If you’ve ever wondered what the White Witch herself is listening to, check out her playlist of favorites below.

1. “Witchy Woman” (the Eagles)

Nicks’ love for the Eagles is well-documented. She and Don Henley would become close friends and even enter into a short-lived relationship. All of this considered, it makes sense that the first song that Nicks would choose would come from the West Coast rockers.

“The Eagles were famous before Lindsey and I moved to Los Angeles,” Nicks said while introducing the song. “We drove to L.A., and I remember listening to that song, thinking what a great song it was, and of course, I’m sure as all women my age did at that point, we were all hoping that we would actually be the witchy woman.”

2. “Running Up That Hill (A Deal With God)” (Kate Bush)

Nicks was ahead of the Kate Bush curve, having dubbed “Running Up That Hill (A Deal With God)” as one of her favorite songs back in 2011 – well before its Stranger Things resurgence. “‘Running Up That Hill’ was one of those songs that, when I first heard it, I went, ‘Oh I wanna record that song someday,'” she said of Bush. “Every once in a while, we do it, but you finally smarten up and go, ‘I can’t really do that song better than Kate Bush did, so I’m not gonna do it.'”
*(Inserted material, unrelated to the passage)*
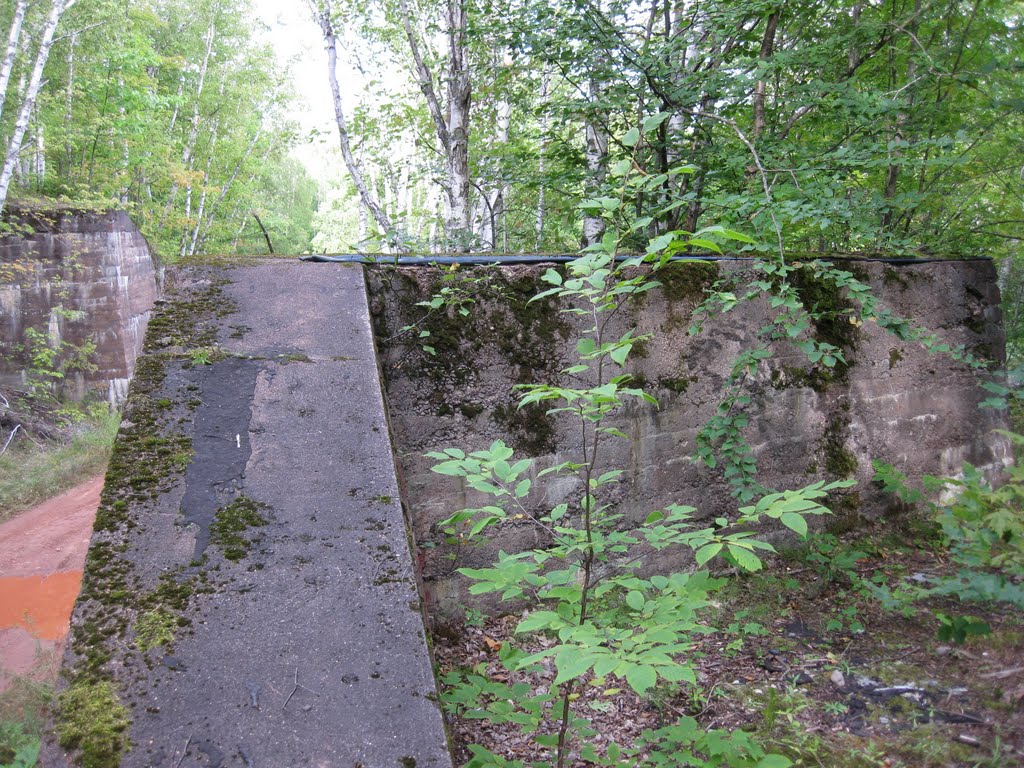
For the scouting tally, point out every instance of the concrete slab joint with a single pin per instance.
(250, 597)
3. “Same Old Lang Syne” (Dan Fogelberg)

Dan Fogelberg wrote this song after bumping into an old girlfriend on Christmas Eve. The two shared a six-pack of beer and reminisced for a few hours before parting ways again. Fogelberg sings We drank a toast to innocence / We drank a toast to now / And tried to reach beyond the emptiness / But neither one knew how.

The track appears on Fogelberg’s album The Innocent Age, released in 1981. Elsewhere on the same album is Fogelberg’s signature “Leader of the Band.”
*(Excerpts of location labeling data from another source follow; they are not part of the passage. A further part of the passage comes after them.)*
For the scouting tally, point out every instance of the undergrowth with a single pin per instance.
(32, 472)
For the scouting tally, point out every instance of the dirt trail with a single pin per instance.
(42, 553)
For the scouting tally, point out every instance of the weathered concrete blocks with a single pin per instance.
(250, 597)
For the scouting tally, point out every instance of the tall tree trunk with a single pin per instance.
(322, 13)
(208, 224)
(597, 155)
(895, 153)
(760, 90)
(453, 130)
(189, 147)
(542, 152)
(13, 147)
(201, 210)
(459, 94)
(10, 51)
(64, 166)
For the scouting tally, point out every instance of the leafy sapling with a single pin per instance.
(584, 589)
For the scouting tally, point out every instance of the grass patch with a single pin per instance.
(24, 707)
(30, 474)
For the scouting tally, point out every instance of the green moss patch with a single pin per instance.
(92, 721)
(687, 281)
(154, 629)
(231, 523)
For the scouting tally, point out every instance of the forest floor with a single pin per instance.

4. “Somebody’s Baby” (Jackson Browne)

“Somebody’s Baby” was penned by Jackson Browne and Danny Kortchmar for the 1982 film Fast Times at Ridgemont High. The track is Browne’s last top 10 hit to date. Nicks has also said in the past that “That Girl Could Sing” by Browne is another favorite of hers. “I always wanted to think that, even though I didn’t know Jackson Browne at that point, that he wrote that about me because, ‘Oh, I’m such a cool presence,'” she once said.

5. “Don’t Come Around Here No More” (Tom Petty and the Heartbreakers)
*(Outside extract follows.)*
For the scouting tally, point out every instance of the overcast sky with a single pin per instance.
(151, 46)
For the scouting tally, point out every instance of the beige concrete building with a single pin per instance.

Nicks’ love for Tom Petty is also well-documented. The singer has long admitted that she toyed around with the idea of leaving Fleetwood Mac to become a Heartbreaker. Though she has cited a number of Petty songs as favorites, her choice for this particular playlist was “Don’t Come Around Here No More.”

“Don’t Come Around Here No More” appears on Petty’s 1985 album Southern Accents. Upon its release, the track was seen as radical music evolution. “I wanted to make a single that sounded like nothing anybody had ever done,” Petty once said.

6. “Cry Me a River” (Justin Timberlake)

As a testament to the wide breadths of Nicks’ musical taste, she included Justin Timberlake’s solo hit “Cry Me a River” in her favorites playlist. Even the reining Queen of Rock is not immune to Timberlake’s charms, it seems.

“Cry Me a River” was the second single from Timberlake’s debut solo album, Justified. The lyrics are said to have been inspired by the former boy bander’s relationship with Britney Spears. You were my sun, you were my earth / But you didn’t know all the ways I loved you, no / So you took a chance and made other plans, he sings.